As you approach the waterfall, it is visible on the far left (the dark patch shaped like a kidney!).
Rilska Skakavitsa.
The descent from 1972 m., in the snow.
The walk to the waterfall, with the Seven Rila Lakes further south.

Ovchartsi

Undoubtedly one of the most beautiful waterfalls in Bulgaria, Ovchartsi Waterfall is named after a Bulgarian maiden, Goritsa, who lived in the local village and was betrothed to a shepherd called Yovitsa. This was during the time of Turkish slavery, Ottoman rule in Bulgaria during the fourteenth-nineteenth centuries. The Turkish overlord or bey was struck by Goritsa’s beauty (it must have been a slightly terrifying time to be beautiful) and ordered his servants to fetch her for him. Goritsa took to the hills, in search of Yovitsa, who was watching his flocks, but the servants reached her before she could get to him, so she threw herself off the cliff. Ever since then, the waterfall (39 metres) and the river have borne her name.

The waterfall is above the village of Ovchartsi on the northern slopes of Rila Mountain. To get there from Sofia is about an hour and a quarter by car. You take the motorway to Greece (Kulata) and leave the motorway at the signs for Dupnitsa. You actually leave the motorway seven kilometres before Dupnitsa and follow the old road into Dupnitsa, past a succession of second-hand car dealers. On entering Dupnitsa, you take a right just before the OMV petrol station, signposted Sapareva Banya. You then follow this road, ignore a left turn that is signposted Plovdiv and Samokov and continue to the next set of lights, where you turn left for Sapareva Banya and Panichishte. If you take the road for Plovdiv and Samokov, you will have a very picturesque ride alongside the northern slopes of Rila, but you will not be able to reach the villages that nestle on these slopes. This is why you continue to the next set of lights and turn left here. This road takes you through the villages of Samoranovo and Resilovo to Ovchartsi.
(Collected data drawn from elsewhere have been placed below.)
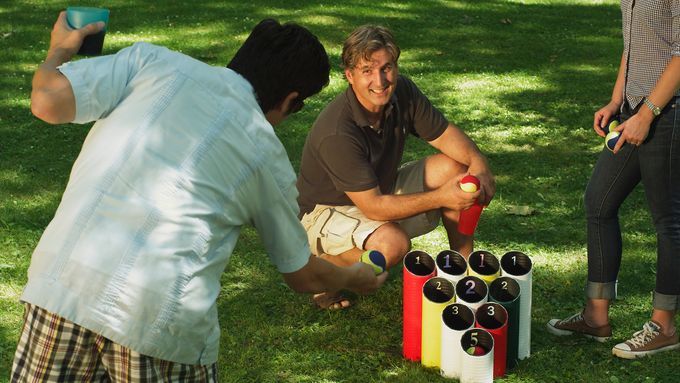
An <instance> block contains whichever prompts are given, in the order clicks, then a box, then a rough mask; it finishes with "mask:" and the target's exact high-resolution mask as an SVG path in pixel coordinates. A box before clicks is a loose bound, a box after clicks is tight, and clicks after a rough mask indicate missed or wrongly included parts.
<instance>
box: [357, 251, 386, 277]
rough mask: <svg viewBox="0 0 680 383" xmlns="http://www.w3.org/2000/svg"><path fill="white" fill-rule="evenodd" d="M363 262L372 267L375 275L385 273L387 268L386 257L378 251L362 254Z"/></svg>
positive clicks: (365, 251) (371, 251)
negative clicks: (385, 259) (385, 271)
mask: <svg viewBox="0 0 680 383" xmlns="http://www.w3.org/2000/svg"><path fill="white" fill-rule="evenodd" d="M361 262H363V263H365V264H367V265H370V266H371V267H373V271H375V275H378V274H380V273H382V272H384V271H385V268H386V267H387V261H386V260H385V256H384V255H382V253H381V252H379V251H377V250H366V251H364V252H363V253H362V254H361Z"/></svg>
In Ovchartsi, head to the central square, where there is a town hall and a children’s playground. Turn right on the near side of the square and go straight up the steep road in front of you, which bears right at the top, leading to a fountain and a place to park. From here, continue on foot. There is an ecopath to the waterfall, and it only takes about fifteen minutes to get there. Admire the view. When we went in February, there was a lot of ice, which made the path very slippery and people were having difficulty going up and down (with the inevitable laughter).

You can also make your way down to the river below the waterfall, but to do this you have to leave the path and climb down a slightly steep slope. Heading upstream, you will come to the lower part of the waterfall, with a wonderful view of the rocks above and trees silhouetted against the light.

Between Resilovo and Ovchartsi is the Resilovo Convent of the Holy Protection. It is a short drive from the road. The nature is beautiful, and the church has stunning frescoes. You can light a candle for your loved ones and enjoy the view back to Sofia!

The road into Dupnitsa, flanked by second-hand car dealers. Rila Mountain is right in front of you.
The fountain where you can park the car.
The steps at the start of the ecopath, with information boards in Bulgarian and English.
A peak in the distance.
A second, longer flight of steps.
With a wooden bridge at the top, leading to the waterfall.
Ovchartsi Waterfall.
The upper waterfall.
A sign with the story of Goritsa (Goritza).
The lower waterfall, seen from above. From here, the rock resembles the head of a young woman.
Beautiful February cloud formations.
The ice rink!
The river below the waterfall.
The lower waterfall. The rock now resembles the head of an old woman.
Directly above the rock, note the figure in white against a black background that seems to be jumping, thus confirming the legend.
The whole waterfall, seen from below.
Ovchartsi Town Hall (which has pictures of the waterfall).
Resilovo Convent of the Holy Protection.